From today’s AAAS Member Spotlight newsletter:
A contagious type of cancer has hit the Tasmanian devil population hard — declining wild populations by almost 70 percent.
That’s the transitive verb decline ’cause to decline’. Entirely comprehensible, but apparently a revival of a usage that went obsolete in the 18th century. Causativization of intransitives is always an option, so the way is open for new creations (though there’s considerable animosity to innovative causatives).
OED2 has causative decline ‘to cause to turn aside, to avert’ and ‘to cause to bend down, descend, or slope’ as obsolete, with the last cites in the 18th century. (Other transitive uses of decline are not marked as obsolete: ‘turn away from’, as in decline a discussion, contest, challenge, etc.; ‘refuse courteously’, as in decline to speak, decline a gift, etc.; and ‘inflect grammatically’, as in decline a noun.) But decline ’cause to decrease’ is alive and well, either as a survival that the OED compilers didn’t notice or (more likely) as a new creation. Here are a few examples with the population as direct object:
[on springtails in soil] If they really bother you, let your soil dry out more between waterings. This will decline the population drastically. (link)
If we control birth rates now, then within a few decades, the population will naturally decline. If we don’t, then Nature will decline the population for us, and it will be catastrophic. (link)
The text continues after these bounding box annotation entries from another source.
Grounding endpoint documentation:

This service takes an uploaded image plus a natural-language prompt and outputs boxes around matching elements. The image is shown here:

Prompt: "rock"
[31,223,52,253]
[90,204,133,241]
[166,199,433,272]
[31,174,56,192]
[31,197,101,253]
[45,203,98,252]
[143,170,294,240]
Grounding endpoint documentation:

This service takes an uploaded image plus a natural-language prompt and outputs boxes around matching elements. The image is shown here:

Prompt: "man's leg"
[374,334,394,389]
[example essay for English learners] According to the research conducted by Rachel Carson, there are several drawbacks of using the DDT. Firstly, the usage of DDT has declined the population of several species of birds such as bald eagle and peregrine falcon. (link)
Although English has a huge number of pairings of homophonous intransitive and causative transitive verbs, like break and burn, there is tremendous opposition in some quarters to the innovation of new causatives by “zero derivation” — usually on the grounds that the new lexical items are “unnecessary”, because there are already transitive verbs with the appropriate meanings (decrease, for example, in the case of decline), and anyway there are always periphrastic alternatives (like cause to decline and make decline) available. (Similar objections are raised to direct verbing of nouns and adjectives and to direct nouning of verbs and adjectives. In all these cases, you can argue that the zero conversions serve the function of brevity and in addition allow for shades of meaning that go beyond the alternatives.)
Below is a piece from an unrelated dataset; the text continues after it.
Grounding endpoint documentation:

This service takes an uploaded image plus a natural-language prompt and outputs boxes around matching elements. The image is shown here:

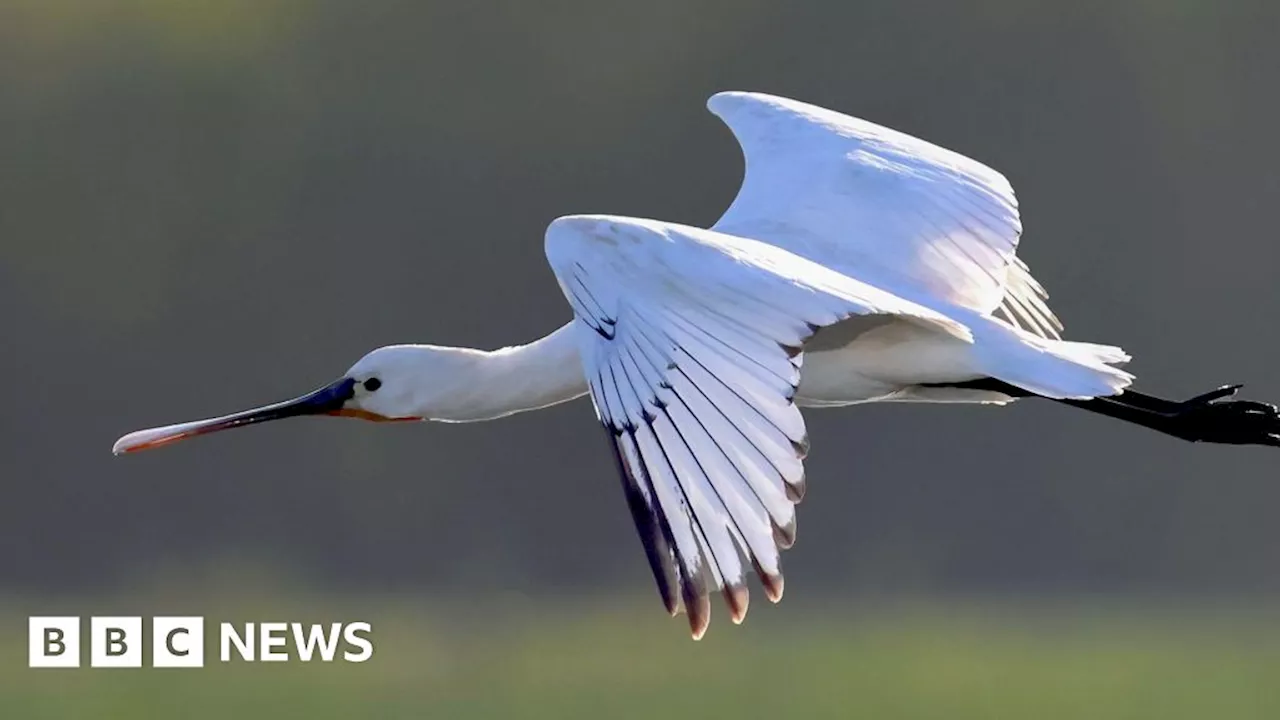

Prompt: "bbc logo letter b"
[88,618,142,667]
[27,618,79,667]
Grow. One causativization that irks a great many people is that of grow with objects other than those denoting plants and body parts, in particular in grow the company ‘make the company grow’ (enlarge is the usual suggested alternative, though it doesn’t convey quite the shades of meaning that causative grow does). Here’s Garner’s Modern American Usage (3rd ed., p. 403) on the usage:
Although this verb is typically intransitive…, its transitive use has long been standard in phrases such as grow crops and grow a beard.
Recently, however, grow has blossomed as a transitive verb in nonfarming and nongrooming contexts. It is trendy in business JARGON: growing the industry, growing your business, growing your investment, and so on. But because many readers will stumble over these odd locutions, the trend should be avoided
Grow‘s real faults here are its claimed trendiness and its association with business talk (commerce gets a bad press from usage critics); anyone who can’t understand it, especially after several experiences with it, really isn’t trying.
Some other causativizations:
Bow. From this Language Log posting by Mark Liberman, a headline with bow ‘cause to take a bow, introduce’:
SAS DataFlux Unit Bows Unified Data Management Platform
with a comment from Electric Dragon:
“Bow” in this sense is something I associate with Variety’s own peculiar jargon (or slanguage as they call it):
bow — (n.) opening or premiere; (v.) to debut a production; “The pic’s bow was in January”; “The Nederlander Organization will bow its revival of ‘Wonderful Town’ next (link)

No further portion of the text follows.